As the ruling All Progressives Congress (APC) retreats to lick its wounds from the crushing defeat it suffered at the hands of the Peoples Democratic Party (PDP) at the recent governorship election in Edo State, many questions are bound to be asked.
The hows and whys will follow thick and fast, and possible recriminations are bound to follow within the party.
But to the wider spectrum of Nigerian life, one thing is distinctly clear; the APC despite all pretences and denials is a party skating dangerously on thin ice and it won’t be long before the knives would start to come out.
Indeed, the APC went into the Edo election as a deeply divided house. Before the party’s governorship primaries where Governor Godwin Obaseki who was then a member of the party was disqualified from participating, the party was sharply divided between those who wanted the erstwhile Chairman, Adams Oshiomhole out and those who wanted him retained. In the background, the main issue was the presidential ambitions of the party’s leader Asiwaju Bola Ahmed Tinubu to succeed President Buhari at the 2023 presidential election. There are those within the party arrow-headed by Governors Nasir El-Rufai and Kayode Fayemi as well as Minister Rotimi Amaechi who are not enamoured on this and are determined to scuttle whatever foothold Tinubu may want to secure within the party.

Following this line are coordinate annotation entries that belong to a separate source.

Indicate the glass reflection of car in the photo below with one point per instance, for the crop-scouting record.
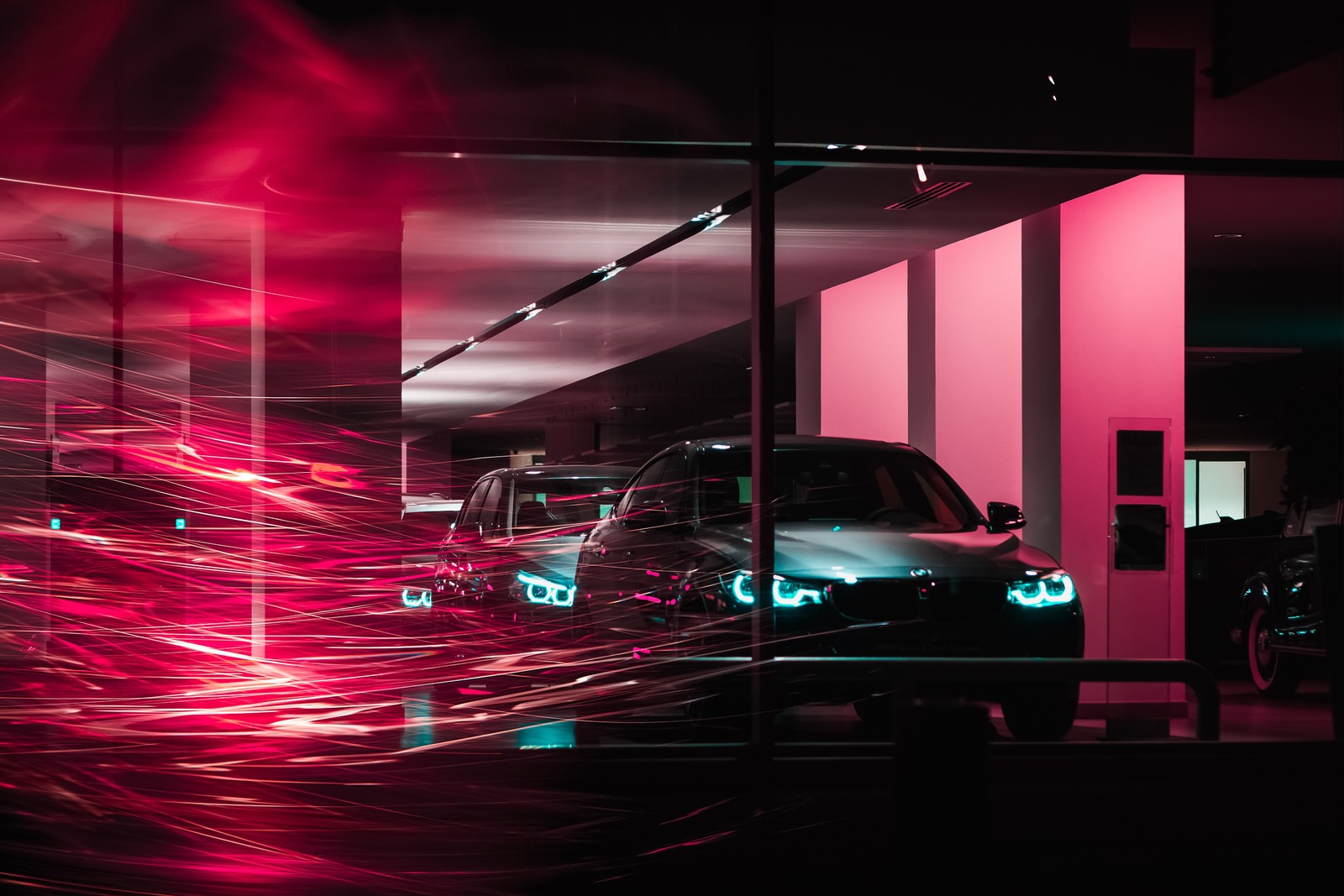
(878, 553)
(425, 523)
(510, 557)
(1283, 626)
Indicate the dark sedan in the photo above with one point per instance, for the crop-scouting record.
(878, 553)
(510, 558)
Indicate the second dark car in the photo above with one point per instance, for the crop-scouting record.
(510, 557)
(878, 553)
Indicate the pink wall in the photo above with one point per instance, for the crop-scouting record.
(1121, 291)
(864, 358)
(979, 363)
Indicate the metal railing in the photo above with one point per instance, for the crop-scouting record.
(967, 669)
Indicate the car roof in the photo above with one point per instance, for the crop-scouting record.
(790, 441)
(543, 472)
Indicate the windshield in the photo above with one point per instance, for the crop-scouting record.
(544, 503)
(837, 485)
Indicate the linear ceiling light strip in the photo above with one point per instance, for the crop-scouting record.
(702, 222)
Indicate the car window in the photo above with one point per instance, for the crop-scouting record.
(492, 508)
(470, 513)
(839, 485)
(1315, 513)
(662, 484)
(564, 506)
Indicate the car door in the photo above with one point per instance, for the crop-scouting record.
(465, 573)
(1297, 613)
(635, 560)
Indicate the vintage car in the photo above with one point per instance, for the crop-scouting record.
(1281, 616)
(878, 553)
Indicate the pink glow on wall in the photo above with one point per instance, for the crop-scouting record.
(1121, 293)
(979, 363)
(864, 358)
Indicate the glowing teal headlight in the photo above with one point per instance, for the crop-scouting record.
(541, 590)
(786, 591)
(416, 598)
(1043, 591)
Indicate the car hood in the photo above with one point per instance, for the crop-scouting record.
(873, 550)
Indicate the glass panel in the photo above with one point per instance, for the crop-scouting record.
(1140, 537)
(1139, 463)
(1222, 490)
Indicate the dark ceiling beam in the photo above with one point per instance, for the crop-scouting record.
(698, 224)
(727, 152)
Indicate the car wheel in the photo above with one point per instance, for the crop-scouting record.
(1273, 673)
(1042, 711)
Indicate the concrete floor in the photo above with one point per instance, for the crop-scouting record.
(396, 774)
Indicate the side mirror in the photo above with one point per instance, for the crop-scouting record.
(652, 515)
(1003, 516)
(470, 532)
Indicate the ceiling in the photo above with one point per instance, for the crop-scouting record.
(490, 230)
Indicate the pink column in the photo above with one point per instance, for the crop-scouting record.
(1121, 345)
(979, 363)
(864, 358)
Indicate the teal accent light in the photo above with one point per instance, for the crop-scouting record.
(542, 590)
(1048, 590)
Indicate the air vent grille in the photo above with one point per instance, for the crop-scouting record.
(929, 194)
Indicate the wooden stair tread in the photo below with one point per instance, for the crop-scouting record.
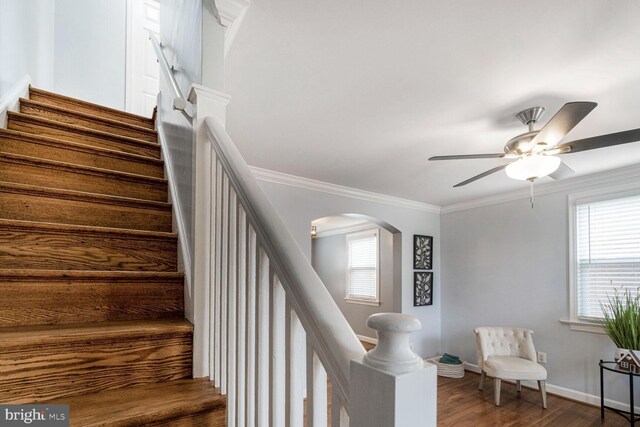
(81, 195)
(73, 146)
(87, 229)
(143, 405)
(88, 296)
(82, 119)
(27, 274)
(88, 106)
(72, 133)
(42, 334)
(88, 170)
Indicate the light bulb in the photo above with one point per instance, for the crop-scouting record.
(533, 167)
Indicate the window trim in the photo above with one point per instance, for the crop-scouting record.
(363, 301)
(610, 193)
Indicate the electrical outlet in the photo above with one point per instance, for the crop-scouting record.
(542, 357)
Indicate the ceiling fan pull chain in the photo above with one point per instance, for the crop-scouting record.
(531, 192)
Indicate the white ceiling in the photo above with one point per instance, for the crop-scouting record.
(361, 93)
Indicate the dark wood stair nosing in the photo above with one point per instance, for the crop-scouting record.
(81, 169)
(52, 227)
(79, 130)
(6, 187)
(74, 146)
(88, 104)
(86, 116)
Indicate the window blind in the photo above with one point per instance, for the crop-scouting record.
(362, 277)
(607, 251)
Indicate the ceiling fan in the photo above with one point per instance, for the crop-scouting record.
(534, 152)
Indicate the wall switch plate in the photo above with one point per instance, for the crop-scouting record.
(542, 357)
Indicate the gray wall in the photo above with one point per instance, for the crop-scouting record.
(90, 50)
(298, 207)
(508, 264)
(329, 259)
(26, 42)
(181, 34)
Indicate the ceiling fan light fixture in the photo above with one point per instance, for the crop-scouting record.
(533, 167)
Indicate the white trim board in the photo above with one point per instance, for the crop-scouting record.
(339, 190)
(347, 229)
(567, 393)
(11, 100)
(176, 208)
(604, 177)
(611, 176)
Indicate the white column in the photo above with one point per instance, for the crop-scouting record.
(405, 385)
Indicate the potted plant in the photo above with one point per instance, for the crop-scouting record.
(622, 322)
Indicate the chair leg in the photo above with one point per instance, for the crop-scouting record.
(483, 376)
(543, 393)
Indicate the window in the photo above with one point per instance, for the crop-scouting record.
(606, 251)
(362, 267)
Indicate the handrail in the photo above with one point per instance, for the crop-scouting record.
(333, 339)
(179, 103)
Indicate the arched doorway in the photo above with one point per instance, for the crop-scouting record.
(358, 259)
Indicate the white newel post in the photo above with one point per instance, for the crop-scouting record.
(392, 385)
(206, 102)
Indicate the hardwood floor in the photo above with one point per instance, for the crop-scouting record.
(460, 403)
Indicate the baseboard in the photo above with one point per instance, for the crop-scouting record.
(368, 340)
(178, 218)
(566, 393)
(11, 100)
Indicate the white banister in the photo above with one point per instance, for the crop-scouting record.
(278, 323)
(278, 366)
(316, 389)
(241, 320)
(232, 321)
(262, 341)
(252, 286)
(294, 399)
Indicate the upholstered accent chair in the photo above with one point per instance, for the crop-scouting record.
(508, 354)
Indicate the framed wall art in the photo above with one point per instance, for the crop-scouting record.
(422, 288)
(422, 252)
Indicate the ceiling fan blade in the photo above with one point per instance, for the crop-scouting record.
(602, 141)
(566, 119)
(482, 175)
(562, 172)
(469, 156)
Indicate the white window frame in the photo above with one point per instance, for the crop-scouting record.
(576, 323)
(354, 299)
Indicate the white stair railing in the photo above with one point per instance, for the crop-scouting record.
(275, 333)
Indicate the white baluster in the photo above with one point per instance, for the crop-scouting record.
(339, 417)
(277, 371)
(241, 365)
(294, 399)
(213, 237)
(251, 328)
(316, 389)
(405, 385)
(217, 261)
(263, 339)
(224, 300)
(217, 273)
(232, 311)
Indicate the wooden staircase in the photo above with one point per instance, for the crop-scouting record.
(92, 310)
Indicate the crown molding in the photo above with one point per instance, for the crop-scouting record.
(347, 229)
(610, 176)
(339, 190)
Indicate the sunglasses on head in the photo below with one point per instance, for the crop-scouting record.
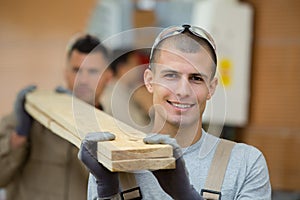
(176, 30)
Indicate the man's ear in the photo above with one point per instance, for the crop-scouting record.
(212, 88)
(148, 80)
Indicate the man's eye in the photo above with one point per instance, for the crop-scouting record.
(75, 70)
(197, 78)
(171, 75)
(93, 71)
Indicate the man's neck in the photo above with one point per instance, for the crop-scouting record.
(185, 136)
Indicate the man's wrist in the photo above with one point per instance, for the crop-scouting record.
(114, 197)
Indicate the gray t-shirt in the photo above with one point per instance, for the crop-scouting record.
(246, 176)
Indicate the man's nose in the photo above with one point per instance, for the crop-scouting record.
(82, 77)
(183, 88)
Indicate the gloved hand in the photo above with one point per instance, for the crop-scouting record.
(24, 120)
(175, 182)
(60, 89)
(107, 181)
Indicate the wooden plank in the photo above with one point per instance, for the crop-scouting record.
(72, 119)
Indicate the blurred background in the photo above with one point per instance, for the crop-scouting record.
(258, 44)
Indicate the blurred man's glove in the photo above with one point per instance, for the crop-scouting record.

These were the internal factors at play within the APC in the run up to the Edo election. For Tinubu and his acolytes which included Oshiomhole, the Edo election was looked upon as an opportunity to kill two birds with one stone; defeat Obaseki and by so doing re-establish their relevance within the party thereby securing the much needed beach head for the race to 2023. Some deep sources within the party told me that for those in opposition to Tinubu and his group however, while they welcome an APC victory in the Edo election, they were not too unhappy that Obaseki won. This is because the bloodying of Tinubu and Oshiomhole at the Edo election has handed them an opportunity to further cut the Asiwaju to size in their bid to stymie his presidential ambition.
Reading the tea leaves, it is thus clear that sooner or later (sooner most likely) the push-pull issues raging through the APC will come to a head putting the party asunder. With the outcome of the Edo election, the cracks within the APC are going to widen further as the factions engage in mutual bad blood recriminations.
The one factor presently preventing the party from hitting the rocks is the president Buhari factor. Both factions are beholden to him not just as president of the country and leader of the party, but also as a personality whose support they will necessarily need in their political plans going forward.
But for how long can the president continue to hold the APC together in view of the no love lost state of relations between the factions within the party?
In reality, president Buhari is not seen to be doing anything concrete or tangible to keep the APC together. Under his leadership, the party which swept the polity in 2015 winning more states and assembly seats right across the nation at the expense of the opposition has steadily lost ground. APC party members have complained some loudly; some in muted tones that the president has hardly been forthcoming in building and consolidating the party since it came to power. Some go as far as saying that the president is only concerned with his own immediate political interest. They say further that the president’s public statement attributing his hands off approach to party issues to the need to allow for internal democracy, is actually to cover up his lack of capacity to handle political challenges and his abiding interest to restrict his involvement only to issues that concern him alone. That is why to a large extent, the president has only concerned himself with securing his own political space involving himself with party issues only cursorily from a distance, leaving it largely to its fate. This much has been evident in the existential challenges that have rocked the party and in the elections that have come up since the party has been in power.
To that, I will add that in his heart, president Buhari harbours an abiding contempt for politicians from his training and experience as a military man and from his involvement with them since he joined partisan politics. For tactical reasons as a trained military man, he may not want to show it, but having known him from close quarters since 1984 and followed his statements on public issues from then, it is unmistakeable.
So, I can say with all emphasis that president Buhari will not lift a finger to support any of the feuding factions of the APC or save the party itself from its inevitable path to implosion and eventual self- destruction in the coming months. A combination of his lack of political capacity, an abiding contempt for politicians and his innate political selfishness will see to that.
Nigerians should then be prepared to watch the slow, painful but inevitable death of the APC in the coming months.
Tinubu’s presidential ambition will have one banana peel after another placed in its path all the way to 2023. The “young Turks’’ in the party will go at him the way wild dogs go after their prey in the African savannah. To make matters worse for him, he can only at present count on the support of two states; Lagos and Osun in his South-west political base. The choice of running mate if he does get the ticket of the party will present enormous challenges for him and may further lose him some support within the party.
The young Turks will be looking to either frustrate Tinubu out of the party or pull the rug from under his feet and take a huge number of APC party faithful with them into an alliance with an existing party or attempt to form a new party.
All this will make for a convulsive, uncertain future for the APC which may well end up with its demise.